GHS was not built to serve us for 100 years. When it was built in 1957 the town was growing so quickly that we were out of space. We were teaching several grades in half-day double sessions due to a lack of space. It was built rapidly to meet an urgent need. It has served its purpose. The real problem is not that the cost is extreme or unsupportable based on short- and long-term educational benefits. Rather, it is that we are forced by state law to raise nearly all our local revenue from residential property taxes. For some individuals a tax rise will be a very real hardship. In no way do I minimize that. The property tax is unfair, antiquated, and regressive. It is unrelated to the ability to pay, it is unrelated to consumption, and as a tax on the gross value of one asset, it is unrelated even to what it is trying to tax, namely wealth. The property tax system must be reformed, but it must be reformed by the state. Guilford has done everything that it can legally do to take into account ability to pay by enacting the most progressive senior tax relief measure in the state. I am convinced that the savings from this program have far exceeded its costs to the rest of the town and that we have protected among the most vulnerable of our citizens.
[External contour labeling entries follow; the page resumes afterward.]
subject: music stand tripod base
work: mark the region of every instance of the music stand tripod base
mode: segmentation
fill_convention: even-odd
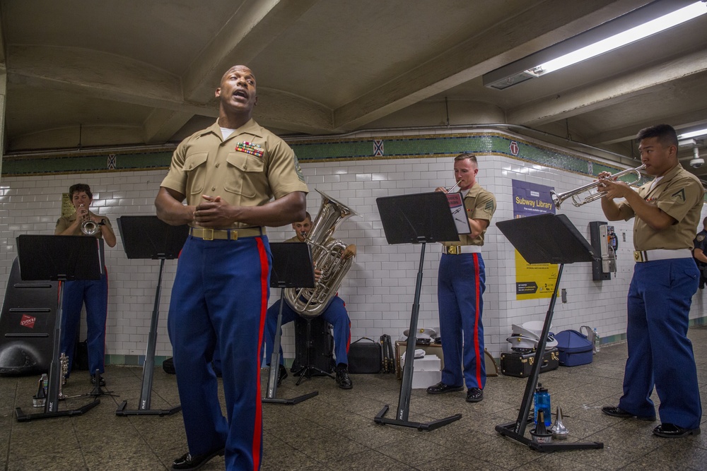
[[[182,410],[182,405],[176,405],[171,409],[151,408],[157,344],[157,325],[160,315],[160,294],[162,290],[162,274],[164,271],[165,261],[173,260],[179,256],[180,251],[189,235],[189,227],[186,225],[171,226],[160,221],[157,216],[121,216],[118,217],[117,222],[128,258],[159,260],[160,270],[157,276],[157,287],[155,289],[155,304],[150,320],[145,362],[143,364],[139,408],[126,410],[127,401],[124,400],[115,410],[115,415],[118,417],[171,415]]]
[[[549,334],[550,324],[557,301],[557,290],[565,263],[589,262],[596,258],[592,246],[579,233],[564,215],[542,214],[520,219],[501,221],[496,226],[528,263],[557,263],[555,289],[550,297],[545,314],[540,340],[538,342],[532,368],[525,384],[525,392],[515,422],[496,426],[496,431],[504,436],[527,445],[540,452],[566,451],[603,448],[604,443],[597,441],[539,443],[525,437],[533,392],[537,384],[540,366],[545,352],[545,344]]]
[[[63,376],[59,359],[64,315],[64,283],[66,280],[100,279],[103,273],[103,240],[93,237],[76,236],[23,234],[17,237],[22,280],[60,282],[45,412],[25,414],[21,407],[16,407],[17,422],[81,415],[100,403],[100,400],[94,398],[93,402],[78,409],[59,410],[59,385]],[[37,263],[37,260],[42,260],[42,263]]]
[[[415,285],[415,297],[410,315],[409,335],[407,338],[408,352],[415,351],[417,338],[417,321],[420,314],[420,293],[422,290],[422,273],[425,261],[425,249],[428,242],[458,240],[457,227],[452,217],[447,196],[441,192],[423,193],[414,195],[384,196],[375,200],[383,224],[385,239],[388,244],[420,244],[420,262]],[[395,419],[387,419],[386,405],[373,420],[376,424],[398,425],[431,431],[462,418],[461,414],[434,420],[428,423],[409,421],[410,398],[412,389],[413,364],[414,355],[405,362],[403,367],[400,395]]]
[[[282,333],[282,309],[285,302],[285,288],[313,287],[314,268],[312,254],[307,244],[288,244],[271,242],[272,270],[270,273],[270,287],[280,288],[280,309],[277,314],[275,338],[273,340],[272,355],[270,357],[270,372],[266,386],[265,397],[261,400],[267,404],[294,405],[319,394],[313,391],[296,398],[279,399],[277,394],[277,374],[280,367],[280,340]],[[274,366],[273,366],[274,365]],[[301,378],[300,378],[302,379]],[[297,381],[299,386],[300,382]]]
[[[452,422],[459,420],[462,418],[461,414],[455,414],[454,415],[450,416],[445,419],[440,419],[438,420],[433,420],[431,422],[414,422],[409,420],[398,420],[397,419],[389,419],[383,417],[388,412],[389,406],[386,404],[381,409],[378,415],[376,415],[373,420],[376,424],[382,424],[384,425],[399,425],[400,427],[411,427],[413,429],[417,429],[418,430],[426,430],[432,431],[435,429],[438,429],[441,427],[444,427],[448,424],[451,424]]]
But the fact remains that residential property taxes must fund much of any construction. If this antiquated property tax forces us year after year to accept substandard schools, then we must ask why this system continues to be forced on us by the state. While I will continue to press for property tax reform, I cannot accept delay while that reform effort continues.
However, I will continue to ask that the cost figures be carefully examined to consider if additional savings can be made. I also intend to ask the Board of Finance to consider a longer bond term than 20 years in order to reduce annual payments, because there is no other expense of this magnitude that we will consider in the next 30 years.
As we as a town continue to debate this, I have one strong hope and expectation. To the supporters of a new school, I would suggest that those who disagree do not hate children or think that public education has no role in our society. Instead, they may just weigh the costs and benefits differently than you. To the opponents, I would suggest that no one wants to build a wasteful or opulent structure, and supporters are not fuzzy-headed dreamers whose only interest is to drive you out of town. Instead, they may just weigh the costs and benefits differently than you. This is the most important decision that we face as a town, and we need to reach a consensus. Reasonable people ought to be able to debate it reasonably, respectfully, honestly, and fairly with as Rev. Moe said 72 years ago, “calm, matured thought.” Quite separate from the result, how we approach the debate will be an important mark of our character as a town.
At the end of the day, the decision belongs to you, the voters.